Berry Global Group, Inc. recently reported its first fiscal quarter 2021 results, including net sales of $3.1 billion, primarily attributed to organic volume growth of 7%. Additional growth drivers include a $50 million favorable impact from foreign currency changes and a $112 million benefit from extra shipping days in the quarter, partially offset by prior quarter divestiture sales of $15 million. The organic volume growth was reportedly due to growth investments, modest recovery of certain markets that had previously been facing pandemic headwinds, and higher demand in the company's advantaged health and hygiene products as the result of COVID-19.

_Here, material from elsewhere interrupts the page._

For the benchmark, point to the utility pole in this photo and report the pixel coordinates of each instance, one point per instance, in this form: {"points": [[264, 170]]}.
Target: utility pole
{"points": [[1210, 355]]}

"Berry’s fiscal 2021 is off to an exceptional start with record first quarter financial results exceeding our expectations," said Tom Salmon, chairman and CEO. "Consumer demand for our products remains consistent and certain markets which previously experienced COVID-19 headwinds are rebounding quicker than we expected. All segments delivered strong volume growth, collectively finishing the quarter with 7 percent organic volume growth, while operating EBITDA increased 20 percent in the quarter. The organically driven outperformance in this first fiscal quarter gives us confidence to raise our fiscal year 2021 outlooks for both operating EBITDA and organic volume growth.

"Our businesses, across the globe, are clearly capitalizing on our strategy to drive profitable and sustainable organic volume growth. The continued positive momentum from our investments in areas such as health and wellness, food safety, and e-commerce along with the focus on growing our emerging market exposure, provide us the path to realize long-term consistent volume growth. Couple these drivers with our numerous efforts to drive more sustainable packaging and you have a lot to be excited about in the upcoming years here at Berry.

"With normalized free cash flow of over $1 billion, we have a clear line-of-site to leverage in the 3.8 to 3.9 times range by the end of fiscal 2021. Once within our targeted leverage range of 3.0 to 3.9 times, our consistent and growing cash flow provides substantial capacity to create shareholder value with a balanced capital allocation approach that includes: reinvesting in the business to support continued organic growth, returning capital to shareholders, pursuing bolt-on acquisitions and further debt reductions while staying within our committed range."